Gazmin was not personally acquainted with Mrs. Arroyo before she became President. Barely four months after Mr. Estrada was ousted from Malacañang in 2001, his loyalists gathered in Mendiola and staged a violent rally that got his successor nervous.
Gazmin says Mrs. Arroyo called Mrs. Aquino. They were still in good terms then. “Pinaalam ako kay Mrs. Aquino to talk to a group commander to explain which areas near Malacañang the government troops should watch, to teach them how to defend it. Nagkagulo kasi sa Mendiola,” Gazmin recounts.
During Mrs. Aquino’s final days, youngest daughter Kris asked Gazmin to visit her mother at the Makati Medical Center. It was here where the former PSG commander made a vow to his erstwhile Commander-in-Chief to take care of her only son.
“I told her, ‘Don’t worry about Noynoy (Mr. Aquino’s nickname),” he recalls.
Unlike most incumbent Cabinet members, Gazmin witnessed first-hand the strong emotional bonds among the Aquinos.
“Problema ng isa, problema ng lahat,” he notes. “Si Presidente is very caring to his sisters and was very close to his mother.”
Gazmin remembers the time when Mrs. Aquino was still President, when she and her son would always see each other in the afternoon once work was done.
“’Pag natapos ang trabaho, nag-uusap ’yung dalawa,” he recounts. “At may pagkakataong … kasi si Mrs. Aquino ayaw nang nagsisigarilyo, itong isa sigarilyo nang sigarilyo. So ’pag nalaman na nandyan na si Ma’am…” he trails off while making waving gestures in the air.
“But I’m sure alam ni Mrs. Aquino na nagsisigarilyo ([si Noynoy] dahil ang lakas ng pang-amoy,” says Gazmin. “Ako nakainom nang kaunti, tinatanong, ‘Nakainom ka, ano?’ She did not take alcohol, she did not smoke.

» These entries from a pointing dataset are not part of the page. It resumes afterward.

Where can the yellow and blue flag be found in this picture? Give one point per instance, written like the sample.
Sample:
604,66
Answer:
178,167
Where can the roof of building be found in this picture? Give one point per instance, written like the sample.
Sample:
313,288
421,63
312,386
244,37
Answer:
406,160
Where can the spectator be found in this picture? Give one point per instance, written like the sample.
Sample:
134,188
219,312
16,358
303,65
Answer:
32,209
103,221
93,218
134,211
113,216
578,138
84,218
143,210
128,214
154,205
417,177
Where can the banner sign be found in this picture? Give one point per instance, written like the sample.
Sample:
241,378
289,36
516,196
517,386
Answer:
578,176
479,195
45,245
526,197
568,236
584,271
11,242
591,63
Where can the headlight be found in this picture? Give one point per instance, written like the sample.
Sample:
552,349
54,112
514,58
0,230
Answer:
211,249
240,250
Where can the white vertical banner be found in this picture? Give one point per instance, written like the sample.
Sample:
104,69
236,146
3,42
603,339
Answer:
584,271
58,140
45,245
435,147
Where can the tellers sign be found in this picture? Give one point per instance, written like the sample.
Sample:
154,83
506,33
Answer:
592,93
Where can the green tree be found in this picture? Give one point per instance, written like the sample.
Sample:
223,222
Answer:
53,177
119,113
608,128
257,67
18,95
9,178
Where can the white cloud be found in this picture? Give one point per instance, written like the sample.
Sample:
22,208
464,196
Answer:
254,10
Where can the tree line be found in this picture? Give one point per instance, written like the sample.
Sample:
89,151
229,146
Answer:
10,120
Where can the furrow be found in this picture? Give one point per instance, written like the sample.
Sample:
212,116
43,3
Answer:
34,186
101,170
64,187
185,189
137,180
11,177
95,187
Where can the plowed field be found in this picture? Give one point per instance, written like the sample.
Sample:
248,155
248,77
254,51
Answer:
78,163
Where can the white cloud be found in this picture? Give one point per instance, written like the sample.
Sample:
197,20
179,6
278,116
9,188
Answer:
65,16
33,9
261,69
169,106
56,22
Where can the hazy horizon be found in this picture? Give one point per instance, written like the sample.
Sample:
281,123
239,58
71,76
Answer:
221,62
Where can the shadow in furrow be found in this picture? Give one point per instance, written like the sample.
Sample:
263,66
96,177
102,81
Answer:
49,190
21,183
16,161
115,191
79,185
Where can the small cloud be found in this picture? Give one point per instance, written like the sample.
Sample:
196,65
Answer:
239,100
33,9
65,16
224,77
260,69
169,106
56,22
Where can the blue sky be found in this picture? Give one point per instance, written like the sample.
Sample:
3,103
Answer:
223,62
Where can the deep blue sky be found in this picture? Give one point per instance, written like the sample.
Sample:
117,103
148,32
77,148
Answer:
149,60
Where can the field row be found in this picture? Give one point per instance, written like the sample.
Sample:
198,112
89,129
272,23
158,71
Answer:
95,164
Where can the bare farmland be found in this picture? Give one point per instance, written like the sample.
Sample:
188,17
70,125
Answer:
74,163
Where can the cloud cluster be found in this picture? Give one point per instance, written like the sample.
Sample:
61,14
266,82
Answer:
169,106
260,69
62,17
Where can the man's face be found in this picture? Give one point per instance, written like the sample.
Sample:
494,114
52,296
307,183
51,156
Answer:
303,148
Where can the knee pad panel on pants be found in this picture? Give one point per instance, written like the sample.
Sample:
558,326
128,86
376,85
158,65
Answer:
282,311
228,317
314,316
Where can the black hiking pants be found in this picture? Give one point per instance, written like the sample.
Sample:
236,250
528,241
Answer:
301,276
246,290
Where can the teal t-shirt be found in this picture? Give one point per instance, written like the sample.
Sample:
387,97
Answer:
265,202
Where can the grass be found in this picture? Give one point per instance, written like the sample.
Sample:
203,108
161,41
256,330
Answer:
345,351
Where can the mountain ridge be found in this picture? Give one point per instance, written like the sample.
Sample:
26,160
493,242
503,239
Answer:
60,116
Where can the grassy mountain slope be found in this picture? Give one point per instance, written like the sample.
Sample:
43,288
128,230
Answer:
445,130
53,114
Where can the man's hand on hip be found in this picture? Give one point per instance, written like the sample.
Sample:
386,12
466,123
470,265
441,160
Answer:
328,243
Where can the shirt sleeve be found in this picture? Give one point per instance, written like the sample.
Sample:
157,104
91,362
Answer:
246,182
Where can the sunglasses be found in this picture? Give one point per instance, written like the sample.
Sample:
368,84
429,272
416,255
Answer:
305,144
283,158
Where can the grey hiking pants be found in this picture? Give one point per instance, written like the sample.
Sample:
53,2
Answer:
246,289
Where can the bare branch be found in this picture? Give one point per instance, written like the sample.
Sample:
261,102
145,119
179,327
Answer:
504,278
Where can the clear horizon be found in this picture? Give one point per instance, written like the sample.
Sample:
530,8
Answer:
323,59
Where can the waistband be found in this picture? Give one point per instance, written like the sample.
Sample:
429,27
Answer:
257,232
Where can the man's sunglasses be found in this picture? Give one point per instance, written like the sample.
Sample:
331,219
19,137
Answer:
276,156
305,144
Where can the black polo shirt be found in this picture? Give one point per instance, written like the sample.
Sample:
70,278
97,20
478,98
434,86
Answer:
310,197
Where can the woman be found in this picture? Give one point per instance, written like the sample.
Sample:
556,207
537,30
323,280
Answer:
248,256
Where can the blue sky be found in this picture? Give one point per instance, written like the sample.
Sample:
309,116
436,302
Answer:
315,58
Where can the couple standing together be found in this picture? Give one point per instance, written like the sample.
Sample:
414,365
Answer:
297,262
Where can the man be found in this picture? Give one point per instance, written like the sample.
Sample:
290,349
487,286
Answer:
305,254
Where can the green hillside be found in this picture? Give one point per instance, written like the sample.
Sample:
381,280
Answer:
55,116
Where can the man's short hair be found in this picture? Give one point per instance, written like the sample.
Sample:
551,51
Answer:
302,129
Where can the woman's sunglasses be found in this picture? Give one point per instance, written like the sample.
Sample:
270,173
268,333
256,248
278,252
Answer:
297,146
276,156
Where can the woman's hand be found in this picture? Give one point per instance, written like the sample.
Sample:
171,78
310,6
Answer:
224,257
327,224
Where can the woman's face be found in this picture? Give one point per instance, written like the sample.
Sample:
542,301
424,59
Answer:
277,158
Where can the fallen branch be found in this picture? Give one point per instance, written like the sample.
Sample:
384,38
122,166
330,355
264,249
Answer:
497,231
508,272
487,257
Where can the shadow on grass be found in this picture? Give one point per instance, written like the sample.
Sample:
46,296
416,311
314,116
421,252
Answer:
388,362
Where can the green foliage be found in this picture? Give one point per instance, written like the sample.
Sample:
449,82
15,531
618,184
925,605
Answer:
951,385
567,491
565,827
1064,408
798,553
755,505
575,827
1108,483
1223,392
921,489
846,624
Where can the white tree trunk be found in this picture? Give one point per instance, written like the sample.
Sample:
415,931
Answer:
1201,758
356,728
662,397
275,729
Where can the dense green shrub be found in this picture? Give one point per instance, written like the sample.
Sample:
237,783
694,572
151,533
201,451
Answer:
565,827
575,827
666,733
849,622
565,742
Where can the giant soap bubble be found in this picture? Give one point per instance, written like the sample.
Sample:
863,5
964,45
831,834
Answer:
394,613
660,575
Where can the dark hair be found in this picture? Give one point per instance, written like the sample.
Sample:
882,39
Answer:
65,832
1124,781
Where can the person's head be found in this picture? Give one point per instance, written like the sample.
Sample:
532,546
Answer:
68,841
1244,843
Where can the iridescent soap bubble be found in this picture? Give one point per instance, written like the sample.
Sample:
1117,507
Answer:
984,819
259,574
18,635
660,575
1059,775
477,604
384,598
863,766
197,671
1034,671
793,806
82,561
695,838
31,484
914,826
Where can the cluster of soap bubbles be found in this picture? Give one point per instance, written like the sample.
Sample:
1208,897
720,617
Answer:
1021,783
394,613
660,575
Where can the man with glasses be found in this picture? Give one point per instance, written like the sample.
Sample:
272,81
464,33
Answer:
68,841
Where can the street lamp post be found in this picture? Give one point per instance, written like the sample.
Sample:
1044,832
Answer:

“And I would like to refute the story that Mrs. Aquino played mahjong,” says Gazmin. “I never saw her in front of a mahjong table. Not in Arlegui, not even in Times Street before she transferred to Arlegui.”
So, where did that story come from? “People who are out to destroy the reputation of Mrs. Aquino,” he huffs. Eh, sino pa…”
In the final months of the second Aquino administration, Gazmin wishes that the next President would sustain the “good practices that helped develop the country and learn from mistakes of the previous presidents.”
Asked to elaborate, Gazmin explains: “Ang mga pagkakamali, huwag nang ulitin. Nagkaroon ng corruption? [Dapat] wala nang corruption. Nagkaroon ng [Disbursement Acceleration Program], wala nang DAP. Gan’un lang ’yan. Kung ano ’yung naging mabuti kaya gumanda ang ekonomiya natin, ’yun ang sundin para tumaas ang ekonomiya.”
Many of the resource persons interviewed for “Under the Shadow of the Flag” note how seldom Gazmin smiled. Why is that?
“Ewan ko, tanong mo sa tatay ko,” he says in a serious tone. “Hindi na ako si Volts kung ngiti nang ngiti. That’s my personality. You work hard, then you play hard. Kung trabaho, trabaho. Kung laro, laro. Kung kailangang mag-smile, eh ’di mag-smile. Kung hindi, bakit kailangan kang mag-smile?”